Volumes for the UK last year were up 9.4% compared with 2021, but this failed to offset a 14.0% decline in exports, with four out of five UK-built cars shipped overseas.
The SMMT said the global shortage of semiconductor chips limited the ability of car makers to build vehicles in line with demand.
It also stated that the figures reflect the closure of Honda’s factory in Swindon in July 2021 and the decision by Stellantis to stop producing the Vauxhall Astra in Ellesmere Port in April 2022 as part of plans to repurpose the factory to make electric vans.
Record levels of electrified vehicles were produced, with almost a third of all cars made fully electric or hybrid.
They were worth £10 billion in exports alone, according to the SMMT.
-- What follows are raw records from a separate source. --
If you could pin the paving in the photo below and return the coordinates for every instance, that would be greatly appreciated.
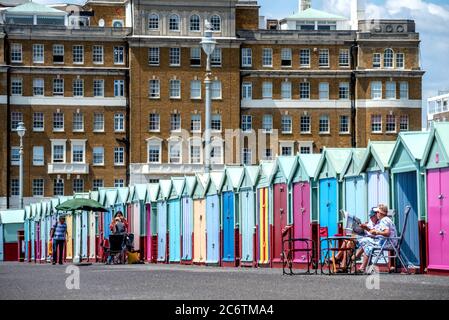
(150, 281)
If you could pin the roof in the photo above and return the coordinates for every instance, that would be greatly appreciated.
(314, 14)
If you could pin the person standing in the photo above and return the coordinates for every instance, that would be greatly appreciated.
(59, 233)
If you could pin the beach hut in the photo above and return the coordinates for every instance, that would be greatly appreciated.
(407, 190)
(187, 219)
(354, 185)
(230, 215)
(247, 201)
(305, 204)
(263, 209)
(199, 219)
(282, 190)
(151, 222)
(330, 190)
(162, 212)
(436, 162)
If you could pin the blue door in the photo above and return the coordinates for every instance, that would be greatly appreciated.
(228, 227)
(212, 229)
(174, 222)
(406, 192)
(187, 228)
(161, 230)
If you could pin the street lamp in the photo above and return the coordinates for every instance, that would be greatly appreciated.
(208, 43)
(21, 132)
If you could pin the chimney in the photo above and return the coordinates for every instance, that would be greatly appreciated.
(357, 13)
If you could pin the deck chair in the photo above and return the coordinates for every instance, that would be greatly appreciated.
(390, 247)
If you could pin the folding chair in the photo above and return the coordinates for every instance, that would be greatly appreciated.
(392, 246)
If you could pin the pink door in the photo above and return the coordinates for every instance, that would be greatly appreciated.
(301, 219)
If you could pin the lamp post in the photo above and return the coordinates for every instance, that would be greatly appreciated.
(208, 43)
(21, 132)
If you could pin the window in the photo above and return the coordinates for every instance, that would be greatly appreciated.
(286, 57)
(390, 92)
(38, 156)
(153, 56)
(16, 52)
(400, 60)
(98, 156)
(344, 124)
(97, 184)
(267, 90)
(58, 187)
(154, 122)
(195, 23)
(267, 123)
(216, 122)
(215, 21)
(267, 57)
(376, 90)
(16, 117)
(403, 90)
(153, 21)
(195, 89)
(78, 87)
(195, 56)
(216, 89)
(304, 90)
(38, 87)
(343, 90)
(247, 57)
(247, 90)
(58, 53)
(390, 125)
(78, 54)
(195, 123)
(247, 123)
(119, 122)
(324, 90)
(343, 58)
(324, 124)
(38, 121)
(38, 187)
(376, 123)
(175, 122)
(286, 90)
(16, 86)
(305, 124)
(304, 58)
(173, 22)
(58, 121)
(154, 89)
(97, 54)
(286, 124)
(175, 57)
(78, 185)
(119, 156)
(98, 122)
(403, 123)
(388, 58)
(119, 55)
(78, 122)
(119, 88)
(175, 89)
(38, 53)
(98, 88)
(58, 87)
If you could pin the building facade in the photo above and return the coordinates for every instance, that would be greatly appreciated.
(112, 92)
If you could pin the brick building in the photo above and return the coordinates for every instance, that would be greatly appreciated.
(111, 92)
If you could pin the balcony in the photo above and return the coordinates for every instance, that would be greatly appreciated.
(68, 168)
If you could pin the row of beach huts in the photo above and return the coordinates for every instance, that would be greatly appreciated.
(236, 216)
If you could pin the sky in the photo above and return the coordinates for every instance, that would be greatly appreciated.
(431, 17)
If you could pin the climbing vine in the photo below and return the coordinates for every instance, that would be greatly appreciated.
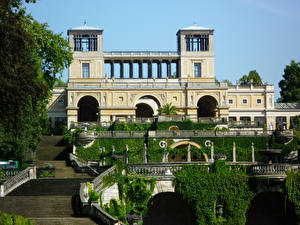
(292, 184)
(134, 193)
(207, 188)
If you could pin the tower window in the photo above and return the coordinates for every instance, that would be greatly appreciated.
(197, 69)
(85, 70)
(85, 42)
(197, 43)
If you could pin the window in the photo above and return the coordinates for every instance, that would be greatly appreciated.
(197, 69)
(197, 43)
(85, 70)
(85, 42)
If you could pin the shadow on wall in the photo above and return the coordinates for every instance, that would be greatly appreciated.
(271, 208)
(169, 208)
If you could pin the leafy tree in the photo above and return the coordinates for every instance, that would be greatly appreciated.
(167, 110)
(28, 67)
(253, 77)
(290, 84)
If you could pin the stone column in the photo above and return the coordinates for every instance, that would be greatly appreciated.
(140, 69)
(150, 69)
(112, 72)
(126, 157)
(159, 69)
(212, 152)
(252, 151)
(177, 69)
(131, 69)
(121, 69)
(189, 153)
(168, 68)
(145, 153)
(233, 153)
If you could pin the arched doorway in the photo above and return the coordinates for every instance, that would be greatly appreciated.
(207, 106)
(169, 208)
(88, 109)
(146, 106)
(270, 208)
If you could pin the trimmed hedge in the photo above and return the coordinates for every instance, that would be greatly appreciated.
(222, 145)
(8, 219)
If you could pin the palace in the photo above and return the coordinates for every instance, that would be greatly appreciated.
(106, 86)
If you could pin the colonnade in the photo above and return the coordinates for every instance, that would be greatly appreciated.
(140, 63)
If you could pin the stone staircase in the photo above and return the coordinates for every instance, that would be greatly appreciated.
(46, 201)
(49, 201)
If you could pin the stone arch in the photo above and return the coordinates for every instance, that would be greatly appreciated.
(192, 143)
(169, 208)
(207, 106)
(88, 109)
(270, 208)
(147, 106)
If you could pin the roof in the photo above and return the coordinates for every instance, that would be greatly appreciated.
(293, 105)
(85, 28)
(196, 27)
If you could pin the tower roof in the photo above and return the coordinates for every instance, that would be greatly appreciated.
(84, 28)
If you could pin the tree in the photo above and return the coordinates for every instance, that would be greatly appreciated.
(167, 110)
(28, 67)
(290, 84)
(253, 77)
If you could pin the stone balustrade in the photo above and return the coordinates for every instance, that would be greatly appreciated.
(272, 170)
(17, 180)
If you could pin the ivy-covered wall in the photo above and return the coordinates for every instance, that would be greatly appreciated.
(208, 190)
(155, 152)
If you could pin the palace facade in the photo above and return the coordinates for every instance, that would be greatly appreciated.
(105, 86)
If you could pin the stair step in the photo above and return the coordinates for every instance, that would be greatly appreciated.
(63, 221)
(38, 187)
(37, 206)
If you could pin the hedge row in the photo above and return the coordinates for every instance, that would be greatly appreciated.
(8, 219)
(155, 152)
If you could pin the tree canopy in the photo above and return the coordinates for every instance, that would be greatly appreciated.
(30, 58)
(253, 77)
(290, 84)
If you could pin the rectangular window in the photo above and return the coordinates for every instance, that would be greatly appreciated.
(197, 69)
(85, 70)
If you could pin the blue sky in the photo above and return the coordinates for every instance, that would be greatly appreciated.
(261, 35)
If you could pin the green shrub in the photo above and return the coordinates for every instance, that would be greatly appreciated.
(8, 219)
(204, 189)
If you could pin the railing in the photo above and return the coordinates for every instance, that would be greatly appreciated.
(169, 134)
(10, 173)
(147, 83)
(140, 53)
(98, 181)
(99, 215)
(16, 181)
(272, 169)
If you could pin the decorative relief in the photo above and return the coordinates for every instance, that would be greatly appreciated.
(132, 96)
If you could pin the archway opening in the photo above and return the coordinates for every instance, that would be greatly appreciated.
(143, 110)
(146, 106)
(169, 208)
(207, 106)
(270, 208)
(88, 109)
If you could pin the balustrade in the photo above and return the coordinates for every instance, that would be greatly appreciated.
(17, 180)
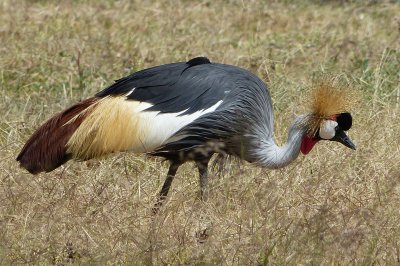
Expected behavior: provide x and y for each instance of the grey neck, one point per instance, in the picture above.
(269, 155)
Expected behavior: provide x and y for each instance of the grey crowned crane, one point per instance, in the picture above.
(186, 111)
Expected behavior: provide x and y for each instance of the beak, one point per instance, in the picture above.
(343, 138)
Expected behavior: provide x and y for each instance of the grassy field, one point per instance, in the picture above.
(334, 206)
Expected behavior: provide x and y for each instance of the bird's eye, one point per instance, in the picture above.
(345, 121)
(327, 129)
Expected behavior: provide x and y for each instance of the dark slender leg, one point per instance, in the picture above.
(167, 184)
(203, 172)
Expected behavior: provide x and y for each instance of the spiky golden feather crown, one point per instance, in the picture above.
(329, 96)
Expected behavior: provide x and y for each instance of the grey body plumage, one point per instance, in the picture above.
(212, 108)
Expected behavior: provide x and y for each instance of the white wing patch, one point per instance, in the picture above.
(116, 124)
(327, 129)
(154, 128)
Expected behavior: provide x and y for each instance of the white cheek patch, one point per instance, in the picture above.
(327, 129)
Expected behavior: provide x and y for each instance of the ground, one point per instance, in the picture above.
(333, 206)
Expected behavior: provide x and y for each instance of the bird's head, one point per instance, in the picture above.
(328, 118)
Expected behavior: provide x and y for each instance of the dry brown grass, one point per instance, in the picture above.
(335, 206)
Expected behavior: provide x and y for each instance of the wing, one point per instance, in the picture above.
(141, 111)
(183, 88)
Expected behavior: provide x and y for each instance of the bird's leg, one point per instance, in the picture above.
(167, 184)
(203, 172)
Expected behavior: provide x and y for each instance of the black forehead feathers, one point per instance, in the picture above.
(344, 121)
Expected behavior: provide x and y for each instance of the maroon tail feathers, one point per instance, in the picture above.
(46, 148)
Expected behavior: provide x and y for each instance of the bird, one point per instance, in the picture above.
(187, 111)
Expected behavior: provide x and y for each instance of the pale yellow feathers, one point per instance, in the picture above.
(110, 127)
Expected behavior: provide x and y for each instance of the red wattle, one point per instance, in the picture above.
(307, 144)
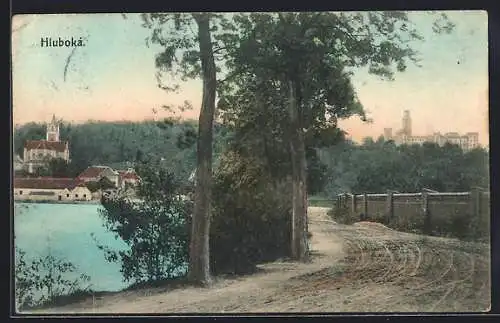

The industry body’s chief executive, Mike Hawes, said: “These figures reflect just how tough 2022 was for UK car manufacturing, though we still made more electric vehicles than ever before – high-value, cutting-edge models, in demand around the world.
“The potential for this sector to deliver economic growth by building more of these zero-emission models is self-evident; however, we must make the right decisions now.
“This means shaping a strategy to drive rapid upscaling of UK battery production and the shift to electric vehicles based on the UK automotive sector’s fundamental strengths – a highly skilled and flexible workforce, engineering excellence, technical innovation and productivity levels that are among the best in Europe.”
Electric car battery start-up Britishvolt collapsed last week with the loss of nearly 300 jobs.
It had plans to build a giga-factory in Northumberland but failed to raise enough funding.
A Government spokesperson said: “We are determined to ensure the UK remains one of the best locations in the world for automotive manufacturing.
“Our success is evidenced by the £1 billion investment in Sunderland in 2021, and we are building on this through a major investment programme to electrify our supply chain and create jobs.”